Death on the Tiber
- Cover of 1st UK hardback edition 2024
- Author: Lindsey Davis
- Series: Flavia Albia
- Genre: historical fiction, crime fiction
- Publisher: Hodder & Stoughton
- Publication date: 4 April 2024
- Publication place: UK
- ISBN: 978-1399719612
- Preceded by: Fatal Legacy
- Followed by: There Will Be Bodies

= Death on the Tiber =

2024 historical crime novel by Lindsey Davis

Death on the Tiber is a historical crime novel by British writer Lindsey Davis, the twelfth in her Flavia Albia series. It was published in the UK on 4 April 2024 by Hodder & Stoughton (ISBN 978-1399719612) and in the United States on 23 July 2024 by Minotaur Books (ISBN 978-1250799906).

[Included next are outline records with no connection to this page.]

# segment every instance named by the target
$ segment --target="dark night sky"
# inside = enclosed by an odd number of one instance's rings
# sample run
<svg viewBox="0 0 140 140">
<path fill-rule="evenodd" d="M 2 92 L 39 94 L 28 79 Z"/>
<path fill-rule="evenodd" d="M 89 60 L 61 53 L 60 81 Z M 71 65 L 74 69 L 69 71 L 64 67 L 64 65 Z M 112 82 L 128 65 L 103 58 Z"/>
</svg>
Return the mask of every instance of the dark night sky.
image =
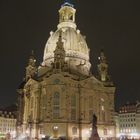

The book is set in Rome and Ostia in AD 90. The list of characters includes Marcus Didio Falco ("one-time hero; has he still got it?") and Helena Justina ("his wife, an absoluter heroine") from the Falco series, vigiles from seven cohorts, and members of five underworld gangs. Davis has said that the plot involves a corpse dredged out of the Tiber, the "ever-warring gangster community", "the failings of the various public bodies who are supposed to tackle crime and threats to the community" and "a very elaborate joke about crime writing".

The book refers to events from Davis's earlier book The Jupiter Myth.

The cover of the first UK hardback edition shows a barnacle-encrusted vase on a river-bed with blood flowing out of it. The cover of the first American edition shows a woman looking over the Tiber.